LD-LPM : Ce portrait est bien sombre…
J. N. : Heureusement, il y a des éléments d’espoir, et même de satisfaction, considérables : alors, qu’autour de nous, nombre d’industries voient leur activité fléchir sensiblement sous l’effet de la crise économique, nos débouchés se maintiennent bien. Un point susceptible de favoriser le recrutement dans notre secteur, jusqu’ici peu attractif.
LD-LPM : L’intervention des meuniers sur les marchés à terme a-t-elle évolué ?
J. N. : Elle reste limitée à quelques entreprises de taille importante, compte tenu du coût que cela représente. Par ailleurs, se couvrir sur les marchés à terme nécessite une surveillance quotidienne que la plupart des opérateurs ne peuvent se permettre. Les meuniers ont eu raison de rester prudents sur ce point, car nos partenaires financiers considèrent ces opérations de couverture, qui accroissent les besoins en trésorerie, comme un risque de plus. L’ANMF s’investit pour faire évoluer ces outils. Lesquels seront, je l’espère, plus à notre portée.
LD-LPM : Croyez-vous encore à la mise en place de dispositifs pour améliorer la visibilité et limiter la volatilité sur les marchés ?
J. N. : Notre profession est en pointe pour obtenir d’Euronext la publication des différentes catégories d’opérateurs prenant position sur le marché, comme cela est le cas sur Chicago. Cela en améliorerait la transparence. Nous ne désespérons pas d’être écoutés. Et ce, d’autant que le gouvernement actuel se montre très sensible à nos propositions. Je salue le retour de l’idée de l’établissement d’un stock de sécurité, que nous défendons. Celui-ci pourrait être du domaine public, comme privé. Disposer de réserves permet de lisser les prix et d’éviter d’atteindre des niveaux de prix extrêmes. Qui aurait pu imaginer que le soja se négocie à 580 €/t cette année ? Nul ne peut exclure que le blé arrive à de tels excès ! Il faut s’en prémunir.

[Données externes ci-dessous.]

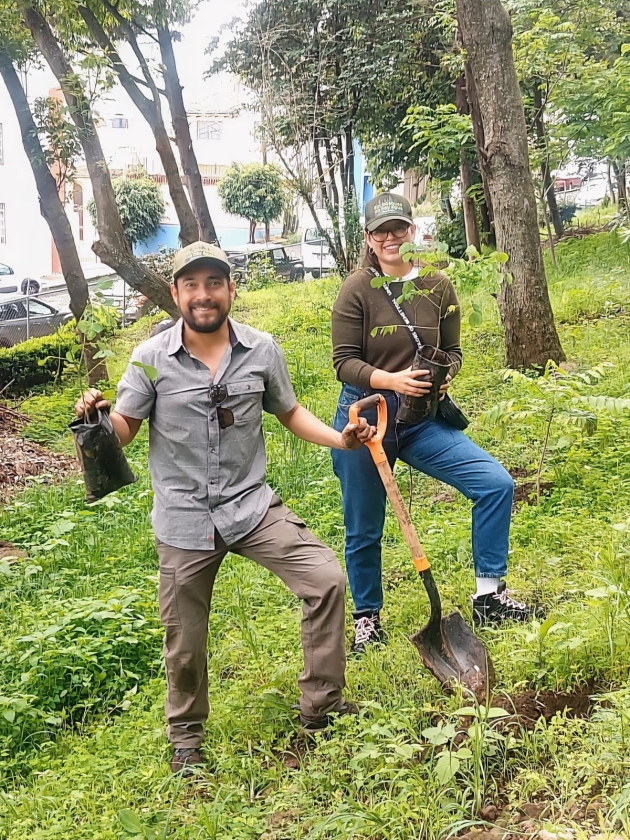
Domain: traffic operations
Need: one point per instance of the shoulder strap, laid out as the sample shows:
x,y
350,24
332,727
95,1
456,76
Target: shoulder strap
x,y
399,310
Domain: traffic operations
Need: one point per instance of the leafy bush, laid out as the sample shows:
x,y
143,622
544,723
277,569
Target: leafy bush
x,y
140,205
161,262
452,232
35,362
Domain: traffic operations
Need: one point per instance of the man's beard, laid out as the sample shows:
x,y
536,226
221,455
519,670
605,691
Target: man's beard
x,y
205,328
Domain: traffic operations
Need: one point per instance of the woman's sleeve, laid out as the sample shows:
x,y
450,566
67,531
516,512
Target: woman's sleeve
x,y
347,338
451,326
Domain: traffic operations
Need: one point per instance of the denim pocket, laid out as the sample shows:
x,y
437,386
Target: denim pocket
x,y
349,395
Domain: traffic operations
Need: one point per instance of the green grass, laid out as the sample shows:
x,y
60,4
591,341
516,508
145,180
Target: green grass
x,y
81,680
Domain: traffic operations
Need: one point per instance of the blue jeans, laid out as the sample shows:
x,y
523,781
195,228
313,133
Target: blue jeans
x,y
437,449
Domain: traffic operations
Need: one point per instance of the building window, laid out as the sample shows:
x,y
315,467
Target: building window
x,y
208,130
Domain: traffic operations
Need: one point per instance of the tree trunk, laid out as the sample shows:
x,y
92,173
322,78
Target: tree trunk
x,y
52,210
545,169
152,112
611,189
619,169
174,95
112,248
487,214
466,174
531,338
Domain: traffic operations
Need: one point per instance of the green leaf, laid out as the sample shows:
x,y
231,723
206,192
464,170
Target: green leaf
x,y
149,371
495,712
404,750
446,767
130,821
475,319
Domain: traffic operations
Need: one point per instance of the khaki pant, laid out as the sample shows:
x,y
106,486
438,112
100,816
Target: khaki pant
x,y
283,544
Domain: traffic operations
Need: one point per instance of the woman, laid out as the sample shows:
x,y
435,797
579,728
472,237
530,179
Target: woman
x,y
367,362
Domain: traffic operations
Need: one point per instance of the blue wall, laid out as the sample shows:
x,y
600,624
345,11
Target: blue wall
x,y
167,236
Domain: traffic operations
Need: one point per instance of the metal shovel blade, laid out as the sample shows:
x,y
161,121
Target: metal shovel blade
x,y
452,653
450,650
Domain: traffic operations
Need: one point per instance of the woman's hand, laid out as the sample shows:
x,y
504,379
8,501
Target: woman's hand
x,y
406,382
89,401
444,388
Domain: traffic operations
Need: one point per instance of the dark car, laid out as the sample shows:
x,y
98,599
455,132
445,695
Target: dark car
x,y
289,269
15,326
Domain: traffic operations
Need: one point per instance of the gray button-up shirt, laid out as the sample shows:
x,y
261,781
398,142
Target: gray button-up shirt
x,y
205,477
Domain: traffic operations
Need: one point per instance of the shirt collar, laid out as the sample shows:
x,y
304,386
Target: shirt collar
x,y
176,340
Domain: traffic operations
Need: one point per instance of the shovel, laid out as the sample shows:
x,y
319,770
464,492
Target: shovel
x,y
448,647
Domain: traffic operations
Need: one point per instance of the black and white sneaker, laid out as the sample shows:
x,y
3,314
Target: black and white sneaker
x,y
497,607
367,631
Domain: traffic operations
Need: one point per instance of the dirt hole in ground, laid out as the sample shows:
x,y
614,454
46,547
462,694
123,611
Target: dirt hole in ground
x,y
22,459
525,486
530,706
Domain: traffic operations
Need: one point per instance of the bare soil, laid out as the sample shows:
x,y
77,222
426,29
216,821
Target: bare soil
x,y
21,459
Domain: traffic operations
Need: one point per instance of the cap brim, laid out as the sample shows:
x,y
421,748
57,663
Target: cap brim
x,y
372,226
204,261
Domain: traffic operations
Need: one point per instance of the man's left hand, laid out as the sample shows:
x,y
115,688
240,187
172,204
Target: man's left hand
x,y
356,434
444,388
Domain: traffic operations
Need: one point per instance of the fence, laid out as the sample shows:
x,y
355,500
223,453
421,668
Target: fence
x,y
31,315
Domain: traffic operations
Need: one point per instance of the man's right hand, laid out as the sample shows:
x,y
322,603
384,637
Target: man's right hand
x,y
406,382
89,401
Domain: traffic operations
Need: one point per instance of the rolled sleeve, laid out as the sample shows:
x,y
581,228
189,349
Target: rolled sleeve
x,y
279,397
136,393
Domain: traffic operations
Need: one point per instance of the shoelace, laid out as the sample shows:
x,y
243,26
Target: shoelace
x,y
510,603
364,629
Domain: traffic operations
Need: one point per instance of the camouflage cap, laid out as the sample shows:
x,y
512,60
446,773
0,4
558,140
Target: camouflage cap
x,y
199,253
387,207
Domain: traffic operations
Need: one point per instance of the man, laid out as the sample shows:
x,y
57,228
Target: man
x,y
207,461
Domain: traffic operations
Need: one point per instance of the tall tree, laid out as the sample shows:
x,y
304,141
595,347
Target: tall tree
x,y
531,337
149,104
253,191
112,246
181,127
50,204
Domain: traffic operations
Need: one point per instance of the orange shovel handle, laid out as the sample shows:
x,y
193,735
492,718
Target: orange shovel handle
x,y
382,464
376,444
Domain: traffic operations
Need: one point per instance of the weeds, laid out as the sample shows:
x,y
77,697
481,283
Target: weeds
x,y
82,751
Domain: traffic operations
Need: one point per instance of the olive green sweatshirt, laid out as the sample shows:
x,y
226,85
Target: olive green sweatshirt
x,y
361,309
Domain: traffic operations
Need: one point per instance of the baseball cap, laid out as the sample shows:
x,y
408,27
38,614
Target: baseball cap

LD-LPM : Quelle vision avez-vous de la contractualisation ?
J. N. : Au sein de la filière céréalière, nous disposons de tous les éléments pour contractualiser. Mais sans acceptation des clients finaux, et en particulier des GMS, il n’y a pas de contractualisation possible. La démarche doit recevoir l’adhésion de toute la chaine. Ces préoccupations seront abordées lors de notre convention. Par ailleurs, un éclairage sera porté sur la qualité comme gage des relations entre les différents acteurs de notre filière.